Former Harvard president blames ‘demagogues’ for her downfall

Former Harvard president blames ‘demagogues’ for her downfall

Former Harvard president Claudine Gay attacked her critics and warned about broader efforts to “unravel public faith in pillars of American society,” after resigning Tuesday following months of turmoil.

“My hope is that by stepping down I will deny demagogues the opportunity to further weaponize my presidency in their campaign to undermine the ideals animating Harvard since its founding: excellence, openness, independence, truth,” Gay wrote in a New York Times op-ed published Wednesday.

Gay’s resignation followed months of scrutiny of her handling of antisemitism at the university, following the Oct. 7 Hamas attacks, which intensified after her testimony before the House Committee on Education and the Workforce in December.

Politicians and activists on the right have touted Gay’s resignation as a victory, crediting a coordinated pressure campaign aimed at her and other presidents of elite universities. Former University of Pennsylvania president Liz Magill resigned in December after similar criticism of her congressional testimony.

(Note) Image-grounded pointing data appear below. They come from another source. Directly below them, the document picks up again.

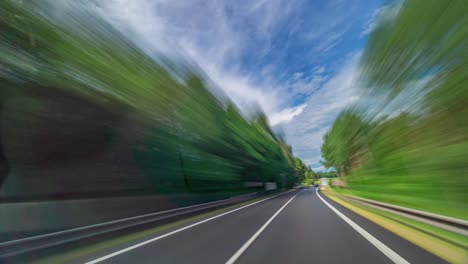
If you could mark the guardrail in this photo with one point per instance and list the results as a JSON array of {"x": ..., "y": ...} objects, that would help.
[
  {"x": 24, "y": 245},
  {"x": 455, "y": 225}
]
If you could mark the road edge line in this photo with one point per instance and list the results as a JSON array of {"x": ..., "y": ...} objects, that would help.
[
  {"x": 108, "y": 256},
  {"x": 392, "y": 255},
  {"x": 249, "y": 242}
]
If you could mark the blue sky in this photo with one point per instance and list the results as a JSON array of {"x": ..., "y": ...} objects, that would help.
[{"x": 296, "y": 59}]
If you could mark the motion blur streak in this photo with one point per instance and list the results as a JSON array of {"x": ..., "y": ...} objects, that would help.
[
  {"x": 406, "y": 141},
  {"x": 85, "y": 113}
]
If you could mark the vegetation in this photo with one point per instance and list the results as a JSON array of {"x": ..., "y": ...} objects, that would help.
[
  {"x": 407, "y": 141},
  {"x": 85, "y": 110}
]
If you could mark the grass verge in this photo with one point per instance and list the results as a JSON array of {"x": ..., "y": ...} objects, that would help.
[{"x": 449, "y": 246}]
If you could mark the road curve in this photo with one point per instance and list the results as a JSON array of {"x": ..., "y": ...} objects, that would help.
[{"x": 297, "y": 227}]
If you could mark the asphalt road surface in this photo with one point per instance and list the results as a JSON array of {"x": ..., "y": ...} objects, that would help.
[{"x": 301, "y": 226}]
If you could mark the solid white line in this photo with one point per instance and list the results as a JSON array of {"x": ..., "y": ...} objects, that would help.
[
  {"x": 106, "y": 223},
  {"x": 244, "y": 247},
  {"x": 374, "y": 241},
  {"x": 176, "y": 231}
]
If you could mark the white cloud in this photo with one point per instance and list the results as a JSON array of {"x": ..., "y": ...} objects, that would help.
[
  {"x": 286, "y": 115},
  {"x": 305, "y": 132},
  {"x": 207, "y": 32}
]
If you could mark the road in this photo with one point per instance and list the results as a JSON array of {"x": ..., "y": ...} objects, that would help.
[{"x": 296, "y": 227}]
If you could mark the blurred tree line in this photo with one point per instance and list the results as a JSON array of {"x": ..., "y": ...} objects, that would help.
[
  {"x": 85, "y": 110},
  {"x": 407, "y": 141}
]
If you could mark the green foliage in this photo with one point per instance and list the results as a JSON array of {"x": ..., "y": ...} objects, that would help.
[
  {"x": 408, "y": 142},
  {"x": 182, "y": 136}
]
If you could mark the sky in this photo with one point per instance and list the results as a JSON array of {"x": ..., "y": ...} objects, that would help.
[{"x": 298, "y": 60}]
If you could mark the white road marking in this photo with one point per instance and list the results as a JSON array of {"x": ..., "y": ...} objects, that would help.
[
  {"x": 176, "y": 231},
  {"x": 249, "y": 242},
  {"x": 374, "y": 241}
]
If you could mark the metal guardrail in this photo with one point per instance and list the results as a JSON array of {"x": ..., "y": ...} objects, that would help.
[
  {"x": 451, "y": 224},
  {"x": 24, "y": 245}
]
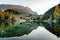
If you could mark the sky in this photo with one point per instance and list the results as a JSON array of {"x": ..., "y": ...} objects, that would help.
[{"x": 39, "y": 6}]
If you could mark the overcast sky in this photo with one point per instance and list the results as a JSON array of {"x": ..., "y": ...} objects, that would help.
[{"x": 40, "y": 6}]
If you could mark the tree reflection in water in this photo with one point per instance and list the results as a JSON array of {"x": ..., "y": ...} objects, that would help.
[{"x": 20, "y": 29}]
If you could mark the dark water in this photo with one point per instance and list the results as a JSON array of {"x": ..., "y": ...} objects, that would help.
[{"x": 29, "y": 31}]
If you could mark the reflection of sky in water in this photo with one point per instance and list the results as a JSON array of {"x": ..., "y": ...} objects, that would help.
[{"x": 38, "y": 34}]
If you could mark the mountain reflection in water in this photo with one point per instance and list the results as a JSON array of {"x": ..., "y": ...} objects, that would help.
[
  {"x": 20, "y": 29},
  {"x": 16, "y": 29}
]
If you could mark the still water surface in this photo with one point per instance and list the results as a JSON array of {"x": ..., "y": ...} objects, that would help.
[{"x": 29, "y": 31}]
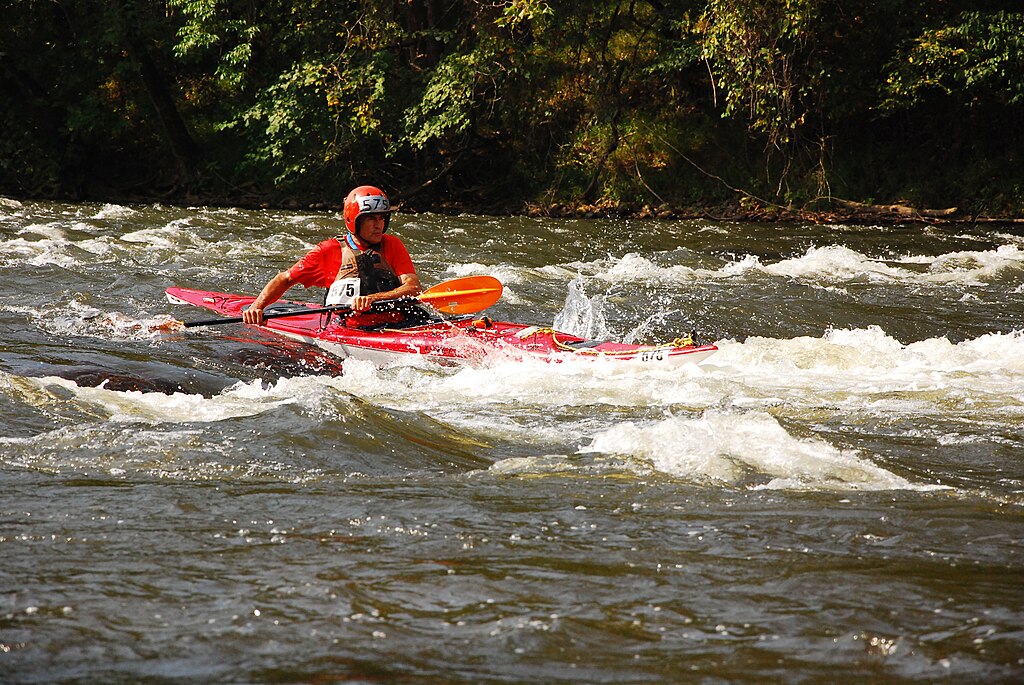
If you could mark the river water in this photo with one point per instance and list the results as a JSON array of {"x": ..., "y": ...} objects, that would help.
[{"x": 836, "y": 496}]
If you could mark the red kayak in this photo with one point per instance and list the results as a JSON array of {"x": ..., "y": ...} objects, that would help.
[{"x": 410, "y": 330}]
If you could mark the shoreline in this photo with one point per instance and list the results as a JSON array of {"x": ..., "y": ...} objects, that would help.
[{"x": 842, "y": 212}]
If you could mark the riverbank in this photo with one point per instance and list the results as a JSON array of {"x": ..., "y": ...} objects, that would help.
[{"x": 822, "y": 212}]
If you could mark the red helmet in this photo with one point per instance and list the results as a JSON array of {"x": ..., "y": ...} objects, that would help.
[{"x": 366, "y": 200}]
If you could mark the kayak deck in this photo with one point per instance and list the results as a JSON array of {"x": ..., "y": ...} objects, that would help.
[{"x": 443, "y": 339}]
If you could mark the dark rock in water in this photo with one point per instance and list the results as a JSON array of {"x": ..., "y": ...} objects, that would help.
[{"x": 119, "y": 382}]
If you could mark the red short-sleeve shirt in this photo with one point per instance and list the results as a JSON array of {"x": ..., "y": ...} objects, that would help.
[{"x": 320, "y": 267}]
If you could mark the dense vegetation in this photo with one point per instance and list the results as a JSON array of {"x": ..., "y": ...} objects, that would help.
[{"x": 506, "y": 103}]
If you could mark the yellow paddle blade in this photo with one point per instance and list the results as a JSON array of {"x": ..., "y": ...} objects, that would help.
[{"x": 463, "y": 296}]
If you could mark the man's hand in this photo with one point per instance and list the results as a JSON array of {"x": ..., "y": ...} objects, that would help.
[{"x": 253, "y": 315}]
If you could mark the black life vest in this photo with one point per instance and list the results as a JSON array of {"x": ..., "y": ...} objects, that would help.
[{"x": 374, "y": 272}]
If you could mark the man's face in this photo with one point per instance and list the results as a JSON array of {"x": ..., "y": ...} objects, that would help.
[{"x": 371, "y": 228}]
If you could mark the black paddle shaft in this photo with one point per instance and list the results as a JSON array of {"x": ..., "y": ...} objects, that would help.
[{"x": 401, "y": 303}]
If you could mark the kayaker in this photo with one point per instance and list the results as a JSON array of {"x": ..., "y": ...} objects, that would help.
[{"x": 360, "y": 267}]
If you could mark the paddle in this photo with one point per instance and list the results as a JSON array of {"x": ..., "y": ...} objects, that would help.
[{"x": 459, "y": 296}]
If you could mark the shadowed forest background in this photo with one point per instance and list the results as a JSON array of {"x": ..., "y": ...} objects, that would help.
[{"x": 510, "y": 105}]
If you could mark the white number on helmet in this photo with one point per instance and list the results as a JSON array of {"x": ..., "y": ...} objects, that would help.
[
  {"x": 374, "y": 203},
  {"x": 343, "y": 292}
]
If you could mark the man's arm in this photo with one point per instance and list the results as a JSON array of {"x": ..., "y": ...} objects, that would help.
[{"x": 271, "y": 292}]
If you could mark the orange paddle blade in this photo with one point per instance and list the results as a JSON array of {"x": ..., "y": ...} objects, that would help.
[{"x": 463, "y": 296}]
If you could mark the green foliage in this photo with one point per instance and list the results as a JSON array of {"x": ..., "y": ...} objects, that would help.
[
  {"x": 640, "y": 102},
  {"x": 978, "y": 59}
]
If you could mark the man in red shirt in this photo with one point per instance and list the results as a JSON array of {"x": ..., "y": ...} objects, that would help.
[{"x": 358, "y": 268}]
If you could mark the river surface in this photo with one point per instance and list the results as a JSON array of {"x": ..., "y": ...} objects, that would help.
[{"x": 836, "y": 496}]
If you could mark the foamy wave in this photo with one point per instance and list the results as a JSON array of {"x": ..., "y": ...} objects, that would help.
[
  {"x": 871, "y": 349},
  {"x": 115, "y": 212},
  {"x": 752, "y": 450},
  {"x": 828, "y": 264}
]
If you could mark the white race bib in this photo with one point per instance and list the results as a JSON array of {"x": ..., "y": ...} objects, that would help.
[{"x": 343, "y": 292}]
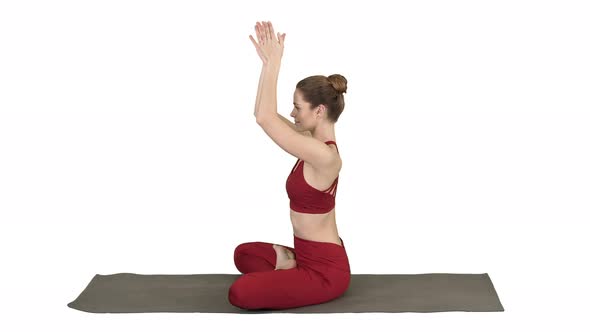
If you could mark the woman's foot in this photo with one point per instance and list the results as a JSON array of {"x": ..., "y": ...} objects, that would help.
[{"x": 285, "y": 258}]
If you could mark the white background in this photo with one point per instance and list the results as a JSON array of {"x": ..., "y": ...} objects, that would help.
[{"x": 128, "y": 144}]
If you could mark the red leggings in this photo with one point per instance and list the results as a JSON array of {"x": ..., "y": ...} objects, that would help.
[{"x": 322, "y": 274}]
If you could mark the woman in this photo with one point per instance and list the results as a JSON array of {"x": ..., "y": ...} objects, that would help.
[{"x": 316, "y": 270}]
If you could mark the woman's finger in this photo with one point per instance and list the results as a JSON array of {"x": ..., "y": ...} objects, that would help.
[
  {"x": 267, "y": 31},
  {"x": 271, "y": 30},
  {"x": 258, "y": 34}
]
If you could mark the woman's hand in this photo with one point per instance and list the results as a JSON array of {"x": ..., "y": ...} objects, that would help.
[{"x": 269, "y": 46}]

In the op-ed, Gay acknowledged that she had made mistakes in the aftermath of the attacks, but warned that the campaign against her had been about more than just her presidency and Harvard.

“Trusted institutions of all types — from public health agencies to news organizations — will continue to fall victim to coordinated attempts to undermine their legitimacy and ruin their leaders’ credibility,” Gay wrote.

Gay has also faced allegations of plagiarism, which she addressed in the op-ed, writing that “the citation errors should not obscure a fundamental truth: I proudly stand by my work and its impact on the field.”

She further warned about potential damage to universities if they continue to get caught up in political disputes.

“College campuses in our country must remain places where students can learn, share and grow together, not spaces where proxy battles and political grandstanding take root,” said Gay, who will remain a faculty member at the university.